Get up and walk.  20 minutes every morning.  Get to bed on time.  Pray.  Spend time with the Lord.  Eat moderately and at the right times.  Model a balanced life of work, worship and leisure.  If we are not able to do this, how can we advise others to so?

The Bible tells us that 'your bodies are temples of the Holy Spirit, who is in you, whom you have received from God? You are not your own!' (1 Cor. 6.19). Our bodies are very important in God's sight. Paul tells us that "We know the body, however, is not meant for sexual immorality but for the Lord, and the Lord for the body." (1 Cor. 6.13). What an amazing statement - Jesus Christ is 'for the body!'  Doesn't that liberate us to serve Him through our health-care?  Through our work in restoring and repairing His creation - as well as making sure that these bodies do not fall ill in the first place?
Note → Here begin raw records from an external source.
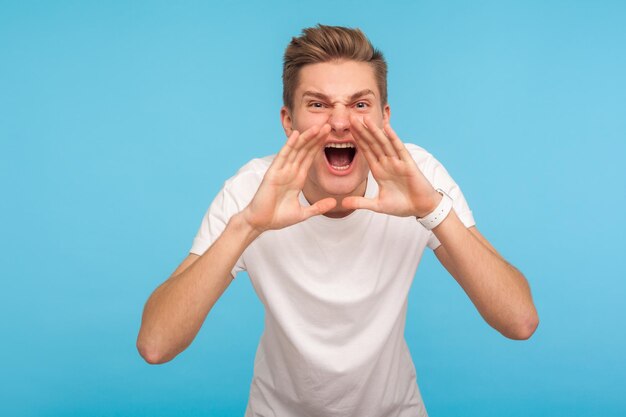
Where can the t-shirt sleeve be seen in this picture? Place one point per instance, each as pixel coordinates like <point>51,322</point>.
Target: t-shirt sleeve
<point>213,224</point>
<point>439,177</point>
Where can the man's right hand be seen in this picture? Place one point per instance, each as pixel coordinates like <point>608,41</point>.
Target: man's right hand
<point>275,204</point>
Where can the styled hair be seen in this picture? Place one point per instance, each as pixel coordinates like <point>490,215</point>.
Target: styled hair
<point>330,43</point>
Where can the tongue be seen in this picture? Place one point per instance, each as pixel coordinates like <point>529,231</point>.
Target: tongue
<point>339,157</point>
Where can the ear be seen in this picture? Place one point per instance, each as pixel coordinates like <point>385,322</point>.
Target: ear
<point>286,120</point>
<point>386,113</point>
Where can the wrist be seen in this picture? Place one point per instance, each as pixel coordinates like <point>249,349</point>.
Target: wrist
<point>439,213</point>
<point>241,222</point>
<point>434,201</point>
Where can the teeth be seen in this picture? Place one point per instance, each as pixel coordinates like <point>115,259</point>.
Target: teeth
<point>340,145</point>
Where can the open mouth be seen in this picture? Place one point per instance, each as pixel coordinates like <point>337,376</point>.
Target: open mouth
<point>340,155</point>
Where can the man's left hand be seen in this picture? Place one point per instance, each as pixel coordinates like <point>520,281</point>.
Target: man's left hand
<point>403,189</point>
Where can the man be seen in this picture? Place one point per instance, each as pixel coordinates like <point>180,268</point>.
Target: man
<point>331,231</point>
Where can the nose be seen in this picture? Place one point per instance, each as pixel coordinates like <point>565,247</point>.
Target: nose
<point>339,120</point>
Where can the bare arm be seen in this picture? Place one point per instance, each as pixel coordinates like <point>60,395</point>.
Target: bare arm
<point>498,290</point>
<point>176,310</point>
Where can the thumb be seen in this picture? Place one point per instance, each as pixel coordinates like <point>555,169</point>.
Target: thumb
<point>319,207</point>
<point>354,203</point>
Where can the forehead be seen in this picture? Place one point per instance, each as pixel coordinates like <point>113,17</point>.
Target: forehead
<point>337,78</point>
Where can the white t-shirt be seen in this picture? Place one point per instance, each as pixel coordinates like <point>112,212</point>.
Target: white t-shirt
<point>335,296</point>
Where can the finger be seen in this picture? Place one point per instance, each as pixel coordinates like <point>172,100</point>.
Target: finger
<point>307,154</point>
<point>396,142</point>
<point>303,140</point>
<point>355,203</point>
<point>381,138</point>
<point>364,147</point>
<point>362,134</point>
<point>287,150</point>
<point>319,207</point>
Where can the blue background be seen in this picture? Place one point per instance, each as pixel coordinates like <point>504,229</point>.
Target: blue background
<point>120,121</point>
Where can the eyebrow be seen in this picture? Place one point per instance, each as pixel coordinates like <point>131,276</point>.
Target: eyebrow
<point>324,97</point>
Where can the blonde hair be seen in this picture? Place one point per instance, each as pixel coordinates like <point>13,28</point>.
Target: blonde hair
<point>329,43</point>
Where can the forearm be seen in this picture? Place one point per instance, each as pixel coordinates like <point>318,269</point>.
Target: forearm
<point>498,290</point>
<point>176,310</point>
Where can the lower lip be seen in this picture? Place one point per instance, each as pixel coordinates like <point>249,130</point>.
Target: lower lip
<point>341,172</point>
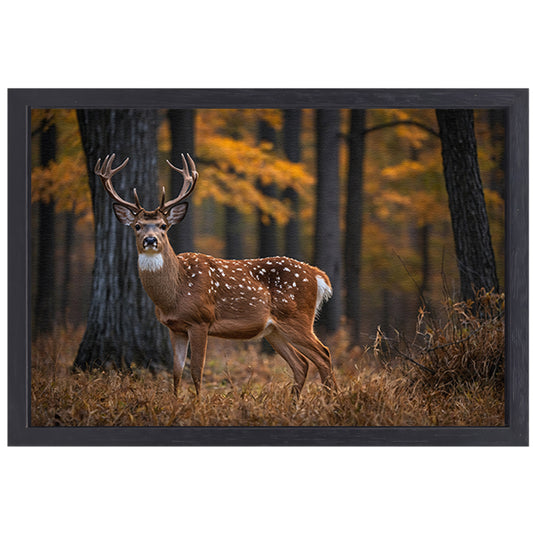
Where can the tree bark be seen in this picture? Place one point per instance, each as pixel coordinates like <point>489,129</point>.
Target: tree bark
<point>473,247</point>
<point>45,293</point>
<point>70,221</point>
<point>233,219</point>
<point>267,229</point>
<point>354,222</point>
<point>182,142</point>
<point>292,126</point>
<point>121,328</point>
<point>327,231</point>
<point>497,141</point>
Let us not fall into a platonic trap of seeing only the 'spiritual' as important.  The Christian message that we believe is that Christ is Lord of all. We worship Him not only when we sing songs - but when we have a brisk walk and are good stewards of the beautiful bodies He has graciously given us.  We worship Him when we set our minds on things above - and do not allow ourselves to be conformed by the things of this world, but rather are transformed by the renewing of our minds (Rom 12.2).

And we have a task as guardians and promoters of our health in our nation to share these truths with those around us. Can we see a new generation of doctors who step out of being body-mechanics to addressing life-style issues.  A new set of interactions with our patients and neighbours and church-members where we see the Shalom of the Kingdom lived out in every area of our lives - and reap the benefits of health rather than distruction?

Inactivity kills as many as smoking!  The campaign against smoking has world-wide reaped rich dividends in lives saved (though there is still work to be done of course).  Lets get moving!